SRILA PRABHUPADA: That is not a problem. The problem is whether you are sincere. You have problems, but God is within your heart. Isvarah sarva-bhutanam. God is not far away. If you are sincere, God sends you a spiritual master. Therefore God is also called caitya-guru, the spiritual master within the heart. God helps from within and from without. Everything is thus described in Bhagavad-gita. This material body is like a machine, but within the heart is the soul, and with the soul is the Supersoul, Krishna, who gives directions. The Lord says, “You wanted to do this; now here is the chance. Go and do it.” If you are sincere, you say, “Now, God, I want You.” Then He will give you directions. “Yes, now you come and get Me like this.” This is His kindness. However, if we want something else, that is all right. We can have it. God is very kind. When I want something, He is in my heart directing me and telling me how to have it. So why should He not give directions on how to have a spiritual master? First of all we must again be eager to revive our God consciousness. Then God will give us a spiritual master.

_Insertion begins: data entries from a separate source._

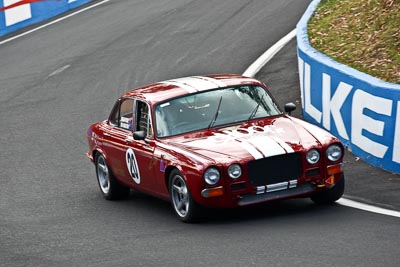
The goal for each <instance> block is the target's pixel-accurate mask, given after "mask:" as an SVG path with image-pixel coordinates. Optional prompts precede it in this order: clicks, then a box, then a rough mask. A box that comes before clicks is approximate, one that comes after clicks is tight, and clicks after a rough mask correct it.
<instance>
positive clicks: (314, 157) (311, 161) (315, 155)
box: [306, 149, 321, 164]
mask: <svg viewBox="0 0 400 267" xmlns="http://www.w3.org/2000/svg"><path fill="white" fill-rule="evenodd" d="M320 158H321V156H320V154H319V152H318V150H316V149H310V150H309V151H308V152H307V154H306V159H307V162H308V163H310V164H317V163H318V161H319V160H320Z"/></svg>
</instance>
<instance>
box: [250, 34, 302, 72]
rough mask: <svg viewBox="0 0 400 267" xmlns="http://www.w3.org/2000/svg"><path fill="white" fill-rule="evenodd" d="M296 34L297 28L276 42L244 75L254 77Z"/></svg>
mask: <svg viewBox="0 0 400 267" xmlns="http://www.w3.org/2000/svg"><path fill="white" fill-rule="evenodd" d="M295 36H296V29H294V30H292V31H291V32H289V33H288V34H286V36H284V37H283V38H282V39H280V40H279V41H278V42H277V43H276V44H274V45H273V46H271V47H270V48H269V49H268V50H267V51H265V53H264V54H262V55H261V56H260V57H259V58H258V59H257V60H256V61H254V63H253V64H251V65H250V67H248V68H247V70H245V72H244V73H243V76H246V77H254V76H255V75H256V74H257V73H258V72H259V71H260V69H261V68H262V67H264V66H265V64H267V63H268V61H270V60H271V59H272V58H273V57H274V56H275V54H276V53H278V52H279V51H280V50H281V49H282V48H283V47H284V46H285V45H286V44H287V43H288V42H290V40H292V39H293V38H294V37H295Z"/></svg>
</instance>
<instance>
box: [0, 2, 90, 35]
mask: <svg viewBox="0 0 400 267" xmlns="http://www.w3.org/2000/svg"><path fill="white" fill-rule="evenodd" d="M90 1H92V0H0V36H4V35H6V34H9V33H12V32H14V31H16V30H19V29H22V28H24V27H27V26H30V25H32V24H35V23H38V22H42V21H45V20H47V19H49V18H51V17H55V16H57V15H60V14H62V13H64V12H67V11H69V10H71V9H74V8H76V7H78V6H81V5H83V4H86V3H88V2H90Z"/></svg>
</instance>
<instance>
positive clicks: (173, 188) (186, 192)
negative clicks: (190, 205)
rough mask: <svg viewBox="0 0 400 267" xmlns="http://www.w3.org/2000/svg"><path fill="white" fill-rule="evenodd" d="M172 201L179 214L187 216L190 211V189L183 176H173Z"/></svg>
mask: <svg viewBox="0 0 400 267" xmlns="http://www.w3.org/2000/svg"><path fill="white" fill-rule="evenodd" d="M172 202H173V205H174V208H175V210H176V212H177V213H178V215H179V216H181V217H185V216H186V215H187V214H188V212H189V208H190V207H189V191H188V189H187V186H186V183H185V181H184V180H183V178H182V176H180V175H175V176H174V177H173V178H172Z"/></svg>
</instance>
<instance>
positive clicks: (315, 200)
mask: <svg viewBox="0 0 400 267" xmlns="http://www.w3.org/2000/svg"><path fill="white" fill-rule="evenodd" d="M344 184H345V182H344V174H342V176H341V177H340V180H339V182H337V183H336V184H335V185H334V186H333V187H332V188H331V189H328V190H325V191H322V192H318V193H316V194H314V195H312V196H311V197H310V198H311V200H312V201H314V203H316V204H332V203H334V202H335V201H336V200H338V199H339V198H341V197H342V195H343V193H344Z"/></svg>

MR. O’GRADY: Thank you very much.
SRILA PRABHUPADA: Thank you very much. My request to you is this. You are a poet. Just describe God. You are expert in describing, and therefore I ask you to kindly describe God in your occupation. Then your life will be successful. And if one hears you, his life will also be successful. That is the injunction:
idam hi pumsas tapasah srutasya va
svistasya suktasya ca buddhi-dattayoh
avicyuto ‘rthah kavibhir nirupito
There are many leaders in society who are poets, scientists, religionists, philosophers, politicians and so on. Those who are so expert are given this injunction: your duty is to perfect your occupation by describing the glories of the Supreme Being.

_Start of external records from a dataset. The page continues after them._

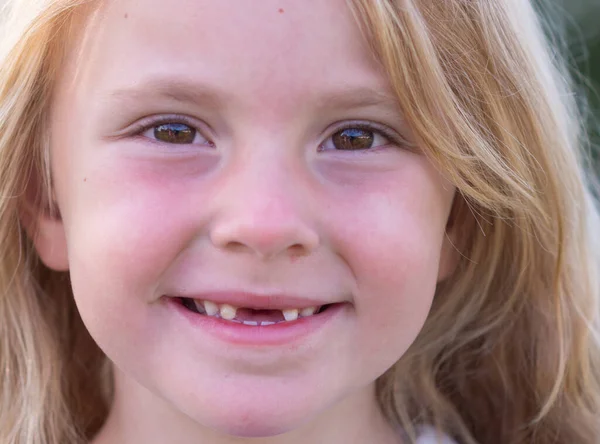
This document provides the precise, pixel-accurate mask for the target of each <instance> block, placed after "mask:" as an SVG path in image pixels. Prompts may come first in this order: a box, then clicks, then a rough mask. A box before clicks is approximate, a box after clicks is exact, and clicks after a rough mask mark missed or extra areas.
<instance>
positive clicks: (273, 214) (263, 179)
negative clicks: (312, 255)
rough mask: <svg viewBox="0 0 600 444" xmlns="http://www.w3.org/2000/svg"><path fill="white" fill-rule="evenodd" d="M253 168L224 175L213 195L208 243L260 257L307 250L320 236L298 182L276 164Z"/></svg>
mask: <svg viewBox="0 0 600 444" xmlns="http://www.w3.org/2000/svg"><path fill="white" fill-rule="evenodd" d="M259 169H260V171H257V170H254V171H253V170H252V168H249V167H248V168H244V169H243V170H244V171H240V170H238V171H237V172H235V173H234V172H232V173H231V174H228V175H227V178H226V180H224V183H223V187H222V188H221V192H219V193H218V194H217V195H216V196H215V200H213V202H216V205H217V209H218V211H216V212H215V213H214V214H215V215H216V216H215V219H213V223H212V224H211V225H212V226H211V229H210V239H211V242H212V244H213V245H214V246H216V247H217V248H219V249H222V250H226V251H230V252H246V253H252V254H254V255H256V256H258V257H259V258H261V259H263V260H264V259H270V258H273V257H276V256H280V255H288V256H306V255H309V254H310V253H311V252H312V251H314V250H315V249H316V248H317V247H318V246H319V243H320V240H319V235H318V232H317V230H316V227H315V226H314V216H315V214H314V212H312V211H311V210H310V208H309V201H308V199H307V196H306V195H305V193H303V192H302V191H301V188H302V186H301V185H299V183H298V181H296V180H294V179H293V176H294V175H293V174H288V173H286V171H284V170H277V167H276V166H273V167H269V168H264V167H263V168H259Z"/></svg>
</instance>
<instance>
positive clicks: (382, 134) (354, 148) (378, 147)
mask: <svg viewBox="0 0 600 444" xmlns="http://www.w3.org/2000/svg"><path fill="white" fill-rule="evenodd" d="M387 134H388V133H387V132H386V131H385V130H384V129H383V128H381V129H380V128H378V127H375V126H373V125H371V124H366V123H363V124H357V125H356V126H347V127H346V128H342V129H340V130H338V131H336V132H335V133H333V134H332V135H331V136H329V137H328V138H327V139H325V141H323V143H322V144H321V145H320V146H319V151H369V150H373V149H375V148H379V147H384V146H386V145H389V144H390V143H391V140H394V139H393V136H388V135H387Z"/></svg>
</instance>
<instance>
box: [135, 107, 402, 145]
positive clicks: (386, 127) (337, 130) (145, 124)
mask: <svg viewBox="0 0 600 444" xmlns="http://www.w3.org/2000/svg"><path fill="white" fill-rule="evenodd" d="M167 123H175V124H177V123H179V124H183V125H187V126H189V127H190V128H193V129H194V130H195V131H197V132H198V133H199V134H200V135H201V136H202V137H203V138H205V139H206V140H207V141H208V142H209V143H210V144H211V145H213V142H212V141H211V140H210V138H209V137H207V136H206V135H205V133H206V131H202V130H200V129H199V128H198V122H196V121H194V120H193V119H190V118H189V117H186V116H184V115H166V116H160V117H149V118H145V119H143V120H141V121H140V122H138V123H137V124H135V126H134V128H133V129H132V134H133V135H134V136H141V135H142V134H143V133H145V132H146V131H148V130H150V129H152V128H155V127H157V126H160V125H164V124H167ZM348 129H361V130H365V131H371V132H373V133H377V134H379V135H381V136H383V137H384V138H385V139H387V140H389V142H390V143H389V144H386V145H385V146H389V145H390V144H391V145H396V146H398V147H401V148H406V147H410V146H411V145H410V144H409V142H408V141H407V140H406V139H405V138H404V137H402V136H400V135H399V134H398V133H396V132H395V131H393V130H391V129H390V128H388V127H386V126H384V125H380V124H375V123H371V122H365V121H346V122H344V123H343V124H341V125H338V126H334V128H333V129H332V130H329V131H328V134H329V135H328V136H327V138H325V139H324V140H323V142H321V143H320V144H319V150H320V149H321V147H322V146H323V145H324V144H325V142H326V141H327V140H328V139H330V138H331V137H332V136H333V135H334V134H336V133H338V132H341V131H344V130H348ZM150 140H152V139H150ZM152 141H153V142H156V143H165V142H160V141H154V140H152ZM377 148H378V147H375V148H370V149H367V150H364V151H371V150H376V149H377Z"/></svg>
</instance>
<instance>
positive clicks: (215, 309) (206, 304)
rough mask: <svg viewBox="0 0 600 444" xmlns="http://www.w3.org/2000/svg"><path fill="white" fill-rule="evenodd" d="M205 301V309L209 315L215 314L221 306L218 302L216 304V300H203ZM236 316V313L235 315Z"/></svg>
mask: <svg viewBox="0 0 600 444" xmlns="http://www.w3.org/2000/svg"><path fill="white" fill-rule="evenodd" d="M203 303H204V310H205V311H206V314H207V315H209V316H214V315H216V314H217V313H218V312H219V306H218V305H217V304H215V303H214V302H210V301H203ZM234 317H235V315H234Z"/></svg>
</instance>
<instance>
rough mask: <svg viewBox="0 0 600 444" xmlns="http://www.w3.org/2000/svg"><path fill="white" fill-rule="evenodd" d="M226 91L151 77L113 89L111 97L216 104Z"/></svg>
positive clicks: (125, 100)
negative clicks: (162, 98) (223, 91)
mask: <svg viewBox="0 0 600 444" xmlns="http://www.w3.org/2000/svg"><path fill="white" fill-rule="evenodd" d="M224 95H226V92H221V91H215V90H214V89H211V88H208V87H206V86H204V85H202V84H200V83H196V82H194V83H191V82H188V81H182V80H172V79H167V80H162V79H151V80H148V81H145V82H142V83H138V84H137V85H135V86H134V87H129V88H122V89H117V90H115V91H112V92H111V93H110V94H109V97H110V98H112V99H116V100H117V101H118V102H123V103H124V104H126V103H127V102H137V101H144V100H149V99H152V100H154V99H156V98H163V99H166V100H170V101H175V102H179V103H183V104H189V105H194V104H195V105H197V104H199V103H203V104H205V103H209V104H214V105H216V104H217V103H218V102H219V100H220V99H219V98H220V97H221V100H222V97H223V96H224Z"/></svg>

MR. O’GRADY: My experience is that for some extraordinary reason, one is chosen to do a particular thing.
SRILA PRABHUPADA: That reason is given here. Avicyutah. The infallible choice is this: “Let them describe the glories of the Lord.”
MR. O’GRADY: But you were saying that the spiritual master is chosen. The spiritual master, the poet, the priest is chosen by God. This person is chosen to write poems or paint pictures or make music.
SRILA PRABHUPADA: So when you compose music, compose music about God. That is your perfection.
MR. O’GRADY: When one works for God in his line, then his line becomes his perfection?